In Remembrance: Edna Schultz had a lifetime love of flowers

Published: May 27, 2012 

IN REMEMBRANCE EDNA SCHULTZ

Edna Schultz loved flowers — especially roses — and worked hard for decades to make sure others could enjoy them as much as possible.

You may have seen her work a time or two. Those who like to stroll through the Julia Davis Rose Garden or enjoy the flower competition at the Western Idaho Fair can thank Schultz for turning her life-long love of flowers into support for the garden and the competition.

Schultz loved flowers so much that she told her friends she didn’t want a memorial service after her death. She told them their time would be better spent remembering her when they see and smell a blooming rose or chrysanthemum. And if they wanted to make a contribution in her name, the preferred destination was to the Julia Davis Rose Garden, a colorful oasis of 2,400 roses of all shapes and colors.

“Edna was an original — and an inspiration to be around,” said Amy Dohmen, the current president of the Idaho Rose Society, a group Shultz helped form in 1978 and that raises money to maintain the rose garden in Boise’s Julia Davis Park. “She was the last founding member, and her passing marks the end of an era.

“Even when she got sick (in the early 2000s) and couldn’t be an active member anymore, Edna’s first question was always ‘How are the roses?’ ”

Shultz also was in charge of the flower show at the Western Idaho Fair from 1974 to 1990. Dohmen said one time Schultz used dark beer bottles as makeshift vases so the roses stood out from other flowers at the fair.

Her love of flowers meant some travel: Shultz judged flower shows throughout the Pacific Northwest for many years. She also was an active member of the Golden Garden Club and the Chrysanthemum Club, in addition to her work with the Idaho Rose Society.

The 91-year-old Schultz died of natural causes on April 14 at a local care facility.

She was born in August 1919 on her family farm near Weiser. She loved to work in the orchards with her father and brother at their Fruitland-area farm. She graduated from Fruitland High School in 1937. That’s when she first moved to Boise so she could attend Boise Business College and the Buss Grimm School of Business before being hired as the first secretary of the Boise Police Department. She worked at the department until 1941.

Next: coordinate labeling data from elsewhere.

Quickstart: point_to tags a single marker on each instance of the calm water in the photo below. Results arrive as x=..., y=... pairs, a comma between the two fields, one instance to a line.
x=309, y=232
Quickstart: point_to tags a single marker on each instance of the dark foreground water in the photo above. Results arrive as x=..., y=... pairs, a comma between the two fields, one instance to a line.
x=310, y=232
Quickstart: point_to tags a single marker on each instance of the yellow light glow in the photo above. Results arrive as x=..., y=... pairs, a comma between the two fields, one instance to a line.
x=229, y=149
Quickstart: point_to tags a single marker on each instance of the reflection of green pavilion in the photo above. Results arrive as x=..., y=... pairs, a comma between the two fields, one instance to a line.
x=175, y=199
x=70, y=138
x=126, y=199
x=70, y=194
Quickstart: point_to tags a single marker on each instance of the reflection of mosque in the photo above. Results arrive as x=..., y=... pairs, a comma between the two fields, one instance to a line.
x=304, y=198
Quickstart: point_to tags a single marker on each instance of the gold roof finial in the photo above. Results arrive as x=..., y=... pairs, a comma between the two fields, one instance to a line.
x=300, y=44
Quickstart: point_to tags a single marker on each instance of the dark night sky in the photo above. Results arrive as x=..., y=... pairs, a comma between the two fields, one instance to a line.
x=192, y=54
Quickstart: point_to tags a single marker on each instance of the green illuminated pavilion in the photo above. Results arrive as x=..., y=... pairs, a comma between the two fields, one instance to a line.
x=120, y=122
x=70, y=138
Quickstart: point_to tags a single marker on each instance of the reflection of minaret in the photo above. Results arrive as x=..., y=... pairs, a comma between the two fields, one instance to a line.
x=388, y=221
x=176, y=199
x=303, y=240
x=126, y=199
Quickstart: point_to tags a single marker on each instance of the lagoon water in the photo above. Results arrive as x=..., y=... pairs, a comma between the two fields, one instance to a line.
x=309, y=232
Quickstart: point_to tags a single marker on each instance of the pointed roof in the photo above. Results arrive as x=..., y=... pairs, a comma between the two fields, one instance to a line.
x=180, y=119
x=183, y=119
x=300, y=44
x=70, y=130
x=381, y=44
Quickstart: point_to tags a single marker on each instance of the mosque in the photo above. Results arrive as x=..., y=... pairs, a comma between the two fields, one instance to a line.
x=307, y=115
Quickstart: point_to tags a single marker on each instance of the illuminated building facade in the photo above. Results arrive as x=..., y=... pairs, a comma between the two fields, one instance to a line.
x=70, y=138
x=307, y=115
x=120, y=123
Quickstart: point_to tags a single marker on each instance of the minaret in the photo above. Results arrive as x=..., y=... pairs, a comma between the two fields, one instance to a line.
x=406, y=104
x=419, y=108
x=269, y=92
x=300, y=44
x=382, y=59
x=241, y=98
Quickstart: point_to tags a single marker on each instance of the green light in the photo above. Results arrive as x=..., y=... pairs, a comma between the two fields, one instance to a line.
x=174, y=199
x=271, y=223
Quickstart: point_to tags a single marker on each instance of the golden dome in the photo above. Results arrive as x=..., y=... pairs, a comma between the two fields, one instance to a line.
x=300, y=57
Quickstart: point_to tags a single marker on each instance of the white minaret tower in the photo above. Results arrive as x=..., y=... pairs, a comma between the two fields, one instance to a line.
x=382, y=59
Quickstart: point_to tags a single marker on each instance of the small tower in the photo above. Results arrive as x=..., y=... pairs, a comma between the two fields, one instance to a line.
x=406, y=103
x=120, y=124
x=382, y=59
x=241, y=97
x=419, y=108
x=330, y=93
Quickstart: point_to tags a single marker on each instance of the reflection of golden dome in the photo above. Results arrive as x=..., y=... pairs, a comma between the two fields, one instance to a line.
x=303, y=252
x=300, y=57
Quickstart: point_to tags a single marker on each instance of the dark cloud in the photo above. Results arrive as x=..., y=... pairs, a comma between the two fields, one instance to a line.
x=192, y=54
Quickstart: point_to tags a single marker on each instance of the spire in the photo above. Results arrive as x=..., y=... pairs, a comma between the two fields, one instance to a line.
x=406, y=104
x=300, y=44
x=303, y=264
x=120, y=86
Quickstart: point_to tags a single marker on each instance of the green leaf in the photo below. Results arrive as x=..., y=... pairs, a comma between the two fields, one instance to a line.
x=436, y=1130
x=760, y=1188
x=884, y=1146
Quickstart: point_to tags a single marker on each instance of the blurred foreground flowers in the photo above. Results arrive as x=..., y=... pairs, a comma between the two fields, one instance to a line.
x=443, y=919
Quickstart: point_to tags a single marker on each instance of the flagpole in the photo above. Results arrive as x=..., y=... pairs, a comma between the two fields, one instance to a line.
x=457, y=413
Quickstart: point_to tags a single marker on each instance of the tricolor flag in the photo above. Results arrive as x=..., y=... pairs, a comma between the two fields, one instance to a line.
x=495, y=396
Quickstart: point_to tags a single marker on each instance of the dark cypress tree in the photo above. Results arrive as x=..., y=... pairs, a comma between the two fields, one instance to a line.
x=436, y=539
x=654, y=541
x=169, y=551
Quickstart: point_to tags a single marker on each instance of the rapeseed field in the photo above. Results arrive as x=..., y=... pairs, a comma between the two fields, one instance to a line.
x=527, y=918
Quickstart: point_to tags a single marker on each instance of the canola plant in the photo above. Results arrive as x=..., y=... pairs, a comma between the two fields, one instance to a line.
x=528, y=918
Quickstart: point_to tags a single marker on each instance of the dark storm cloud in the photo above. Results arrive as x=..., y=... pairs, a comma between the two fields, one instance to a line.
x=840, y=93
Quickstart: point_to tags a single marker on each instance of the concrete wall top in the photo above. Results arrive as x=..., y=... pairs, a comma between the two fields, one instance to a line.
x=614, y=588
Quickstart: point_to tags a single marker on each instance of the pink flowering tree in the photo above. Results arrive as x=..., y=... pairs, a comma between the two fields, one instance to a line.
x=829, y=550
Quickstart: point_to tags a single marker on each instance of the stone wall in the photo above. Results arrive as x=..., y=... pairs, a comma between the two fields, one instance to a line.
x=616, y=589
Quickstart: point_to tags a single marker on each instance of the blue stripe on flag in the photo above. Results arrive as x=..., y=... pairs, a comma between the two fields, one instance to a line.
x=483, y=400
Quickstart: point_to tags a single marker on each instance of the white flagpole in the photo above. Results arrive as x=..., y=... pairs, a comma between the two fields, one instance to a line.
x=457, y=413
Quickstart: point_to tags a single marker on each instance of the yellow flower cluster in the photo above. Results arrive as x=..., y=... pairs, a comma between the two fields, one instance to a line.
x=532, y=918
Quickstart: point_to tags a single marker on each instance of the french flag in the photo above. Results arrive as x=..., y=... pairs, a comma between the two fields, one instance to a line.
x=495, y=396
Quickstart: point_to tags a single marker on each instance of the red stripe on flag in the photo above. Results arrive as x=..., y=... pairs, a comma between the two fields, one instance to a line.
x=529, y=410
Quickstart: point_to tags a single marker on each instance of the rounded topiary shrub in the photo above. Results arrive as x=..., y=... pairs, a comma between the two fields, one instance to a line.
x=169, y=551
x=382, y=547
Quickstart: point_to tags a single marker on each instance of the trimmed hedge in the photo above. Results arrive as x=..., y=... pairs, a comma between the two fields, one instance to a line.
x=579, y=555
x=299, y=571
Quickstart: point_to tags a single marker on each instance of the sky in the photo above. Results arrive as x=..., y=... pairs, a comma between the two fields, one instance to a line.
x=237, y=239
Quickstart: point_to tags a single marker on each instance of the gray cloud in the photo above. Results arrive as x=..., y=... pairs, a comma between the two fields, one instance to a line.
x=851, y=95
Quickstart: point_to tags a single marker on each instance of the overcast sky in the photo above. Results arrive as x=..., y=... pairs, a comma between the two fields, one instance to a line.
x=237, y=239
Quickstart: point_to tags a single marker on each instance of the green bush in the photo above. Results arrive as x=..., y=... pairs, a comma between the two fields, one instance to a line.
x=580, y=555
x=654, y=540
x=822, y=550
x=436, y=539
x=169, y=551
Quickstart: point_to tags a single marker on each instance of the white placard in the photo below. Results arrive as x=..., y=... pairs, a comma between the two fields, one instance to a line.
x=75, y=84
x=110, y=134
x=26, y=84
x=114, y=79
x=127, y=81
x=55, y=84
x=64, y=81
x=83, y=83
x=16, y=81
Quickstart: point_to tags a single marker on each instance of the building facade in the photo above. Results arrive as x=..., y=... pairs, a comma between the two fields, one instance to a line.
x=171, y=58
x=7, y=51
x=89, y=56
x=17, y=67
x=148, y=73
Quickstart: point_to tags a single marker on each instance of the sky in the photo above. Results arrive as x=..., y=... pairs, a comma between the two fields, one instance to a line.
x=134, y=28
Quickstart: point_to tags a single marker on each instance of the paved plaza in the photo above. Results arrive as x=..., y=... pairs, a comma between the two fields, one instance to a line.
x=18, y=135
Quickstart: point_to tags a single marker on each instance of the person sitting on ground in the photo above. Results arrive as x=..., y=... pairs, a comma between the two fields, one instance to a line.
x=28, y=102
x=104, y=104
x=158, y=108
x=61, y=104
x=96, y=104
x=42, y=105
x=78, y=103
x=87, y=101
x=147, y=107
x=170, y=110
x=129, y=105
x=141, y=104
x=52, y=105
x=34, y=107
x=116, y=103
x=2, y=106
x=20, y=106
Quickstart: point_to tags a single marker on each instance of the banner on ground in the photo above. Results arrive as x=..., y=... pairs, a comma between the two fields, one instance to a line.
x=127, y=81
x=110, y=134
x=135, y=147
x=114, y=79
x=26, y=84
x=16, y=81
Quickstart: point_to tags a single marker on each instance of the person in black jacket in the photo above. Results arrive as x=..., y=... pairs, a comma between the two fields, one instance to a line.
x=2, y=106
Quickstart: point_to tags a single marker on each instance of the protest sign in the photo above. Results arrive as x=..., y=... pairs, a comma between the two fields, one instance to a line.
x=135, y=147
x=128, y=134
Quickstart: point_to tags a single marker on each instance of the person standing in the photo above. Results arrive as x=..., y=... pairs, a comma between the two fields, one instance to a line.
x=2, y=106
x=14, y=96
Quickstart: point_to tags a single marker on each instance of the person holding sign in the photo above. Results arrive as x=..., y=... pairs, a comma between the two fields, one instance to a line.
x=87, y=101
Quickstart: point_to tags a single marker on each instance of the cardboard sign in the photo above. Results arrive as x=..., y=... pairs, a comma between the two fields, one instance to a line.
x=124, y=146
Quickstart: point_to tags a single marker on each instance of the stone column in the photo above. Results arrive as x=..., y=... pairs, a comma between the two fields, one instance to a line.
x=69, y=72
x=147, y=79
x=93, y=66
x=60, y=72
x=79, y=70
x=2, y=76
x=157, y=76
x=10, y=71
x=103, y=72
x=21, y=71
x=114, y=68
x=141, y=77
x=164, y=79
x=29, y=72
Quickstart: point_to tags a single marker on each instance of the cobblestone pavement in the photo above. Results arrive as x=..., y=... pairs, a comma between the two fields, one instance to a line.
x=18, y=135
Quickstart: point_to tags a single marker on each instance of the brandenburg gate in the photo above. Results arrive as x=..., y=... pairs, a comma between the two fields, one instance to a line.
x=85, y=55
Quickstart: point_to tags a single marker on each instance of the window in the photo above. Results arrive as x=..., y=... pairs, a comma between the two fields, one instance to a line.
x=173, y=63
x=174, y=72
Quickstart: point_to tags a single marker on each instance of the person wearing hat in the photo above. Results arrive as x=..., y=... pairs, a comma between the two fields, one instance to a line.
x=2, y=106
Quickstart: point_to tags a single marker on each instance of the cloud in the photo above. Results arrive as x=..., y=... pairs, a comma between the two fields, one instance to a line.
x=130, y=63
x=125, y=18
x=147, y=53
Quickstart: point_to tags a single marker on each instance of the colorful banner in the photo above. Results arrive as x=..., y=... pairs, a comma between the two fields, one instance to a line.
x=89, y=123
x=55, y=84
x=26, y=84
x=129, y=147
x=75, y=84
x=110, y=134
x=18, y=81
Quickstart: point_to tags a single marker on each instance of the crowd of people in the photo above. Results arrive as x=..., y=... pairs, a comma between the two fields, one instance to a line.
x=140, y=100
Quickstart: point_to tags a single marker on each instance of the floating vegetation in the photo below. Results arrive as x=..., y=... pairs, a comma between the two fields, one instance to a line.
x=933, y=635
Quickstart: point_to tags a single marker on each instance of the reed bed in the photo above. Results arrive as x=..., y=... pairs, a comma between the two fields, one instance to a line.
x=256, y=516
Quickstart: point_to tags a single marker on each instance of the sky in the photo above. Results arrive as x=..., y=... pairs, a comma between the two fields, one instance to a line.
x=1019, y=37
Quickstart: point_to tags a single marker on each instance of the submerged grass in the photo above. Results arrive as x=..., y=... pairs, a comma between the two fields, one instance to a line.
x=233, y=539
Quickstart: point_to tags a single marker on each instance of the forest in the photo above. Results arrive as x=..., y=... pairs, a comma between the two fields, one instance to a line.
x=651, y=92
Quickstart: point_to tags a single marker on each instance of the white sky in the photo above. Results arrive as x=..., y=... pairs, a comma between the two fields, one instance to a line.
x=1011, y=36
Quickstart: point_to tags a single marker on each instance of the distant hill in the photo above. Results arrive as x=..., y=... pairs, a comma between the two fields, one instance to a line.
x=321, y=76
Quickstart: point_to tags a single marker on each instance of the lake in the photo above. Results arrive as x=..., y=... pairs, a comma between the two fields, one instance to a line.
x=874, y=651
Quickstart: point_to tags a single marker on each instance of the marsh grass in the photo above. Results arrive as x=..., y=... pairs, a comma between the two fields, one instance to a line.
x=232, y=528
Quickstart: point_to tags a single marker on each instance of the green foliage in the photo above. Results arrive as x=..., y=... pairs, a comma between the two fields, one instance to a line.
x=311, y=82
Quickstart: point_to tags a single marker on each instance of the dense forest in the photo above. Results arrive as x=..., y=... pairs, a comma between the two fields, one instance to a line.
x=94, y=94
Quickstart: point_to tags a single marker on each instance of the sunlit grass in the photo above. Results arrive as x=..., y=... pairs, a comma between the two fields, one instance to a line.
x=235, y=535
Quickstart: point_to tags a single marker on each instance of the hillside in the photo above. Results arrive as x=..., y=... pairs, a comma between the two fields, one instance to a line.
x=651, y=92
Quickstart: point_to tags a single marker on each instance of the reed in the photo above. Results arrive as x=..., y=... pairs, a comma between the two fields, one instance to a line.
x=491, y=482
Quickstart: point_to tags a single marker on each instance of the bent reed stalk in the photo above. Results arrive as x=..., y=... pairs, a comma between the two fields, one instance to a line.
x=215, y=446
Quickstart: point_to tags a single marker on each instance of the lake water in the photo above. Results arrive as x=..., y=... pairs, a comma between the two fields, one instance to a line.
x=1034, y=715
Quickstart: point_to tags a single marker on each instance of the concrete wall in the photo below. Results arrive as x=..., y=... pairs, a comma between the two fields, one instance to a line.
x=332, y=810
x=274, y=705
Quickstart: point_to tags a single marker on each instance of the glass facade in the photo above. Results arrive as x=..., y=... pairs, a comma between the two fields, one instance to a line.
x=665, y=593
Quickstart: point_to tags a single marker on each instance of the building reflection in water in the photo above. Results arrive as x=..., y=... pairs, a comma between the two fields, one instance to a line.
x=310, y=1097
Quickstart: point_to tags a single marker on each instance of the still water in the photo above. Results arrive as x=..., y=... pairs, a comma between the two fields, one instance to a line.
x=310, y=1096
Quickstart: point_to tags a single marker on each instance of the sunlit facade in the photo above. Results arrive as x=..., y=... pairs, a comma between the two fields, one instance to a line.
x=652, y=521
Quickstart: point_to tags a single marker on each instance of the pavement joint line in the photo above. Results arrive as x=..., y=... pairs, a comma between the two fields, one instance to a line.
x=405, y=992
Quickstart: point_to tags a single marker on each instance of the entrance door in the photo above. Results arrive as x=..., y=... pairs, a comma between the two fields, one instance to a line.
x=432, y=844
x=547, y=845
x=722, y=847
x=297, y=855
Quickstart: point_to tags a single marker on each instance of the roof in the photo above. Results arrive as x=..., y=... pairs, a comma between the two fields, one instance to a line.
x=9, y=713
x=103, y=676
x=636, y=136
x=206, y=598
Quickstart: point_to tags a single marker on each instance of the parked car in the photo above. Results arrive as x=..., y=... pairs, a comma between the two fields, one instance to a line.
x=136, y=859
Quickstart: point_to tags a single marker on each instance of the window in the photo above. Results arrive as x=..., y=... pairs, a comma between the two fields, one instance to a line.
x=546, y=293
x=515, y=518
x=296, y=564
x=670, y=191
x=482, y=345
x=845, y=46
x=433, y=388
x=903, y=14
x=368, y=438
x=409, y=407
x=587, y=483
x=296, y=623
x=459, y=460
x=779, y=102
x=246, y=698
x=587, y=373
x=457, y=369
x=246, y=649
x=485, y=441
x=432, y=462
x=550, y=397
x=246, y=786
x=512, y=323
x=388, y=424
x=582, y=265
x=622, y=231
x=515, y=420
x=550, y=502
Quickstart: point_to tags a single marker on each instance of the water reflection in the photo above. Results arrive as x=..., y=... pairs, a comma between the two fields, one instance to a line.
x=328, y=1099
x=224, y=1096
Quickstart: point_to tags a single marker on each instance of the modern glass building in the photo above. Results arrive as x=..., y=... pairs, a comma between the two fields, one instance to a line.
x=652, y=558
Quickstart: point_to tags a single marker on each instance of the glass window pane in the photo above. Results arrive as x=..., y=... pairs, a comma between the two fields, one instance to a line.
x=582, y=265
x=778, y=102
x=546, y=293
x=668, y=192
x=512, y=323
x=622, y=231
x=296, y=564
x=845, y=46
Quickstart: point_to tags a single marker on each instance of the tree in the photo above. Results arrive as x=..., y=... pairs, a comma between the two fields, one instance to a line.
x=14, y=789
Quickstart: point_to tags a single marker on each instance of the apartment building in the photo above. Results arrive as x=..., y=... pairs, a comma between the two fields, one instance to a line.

Schultz also worked at Gowen Field, where she met her future husband, Joe Schultz, and at Mountain Home Air Force Base. She married Joe in 1944, and they moved to Louisiana and Chicago before returning to Boise in 1948, which is when Edna began working on her gardening and flower activities.

While the idea for the Julia Davis Rose Garden may have originated in the 1930s with H.C. Schuppel, who was a chairman of a Men’s Garden Club called the Cut Worms and who didn’t want any women to be involved, it is groups like the Idaho Rose Society and women like Schultz who have helped the garden become what it is now.

One of the garden’s most prestigious accomplishments is an accreditation from All America Rose Selections Public Rose Garden. That means it gets 10 bushes of each year’s AARS All American rose winners.

Schultz and her fellow Idaho Rose Club members also helped create the Memorial Rose Fund in 1979, which uses donations to fund memorials such as the fountains in the rose garden.

Dohmen said Edna Schultz wasn’t able to be involved in the Idaho Rose Society for the last several years because of early onset Alzheimer’s, but even when she struggled to remember other things, she never forgot her love of flowers.

Edna Schultz is survived by her son, Richard.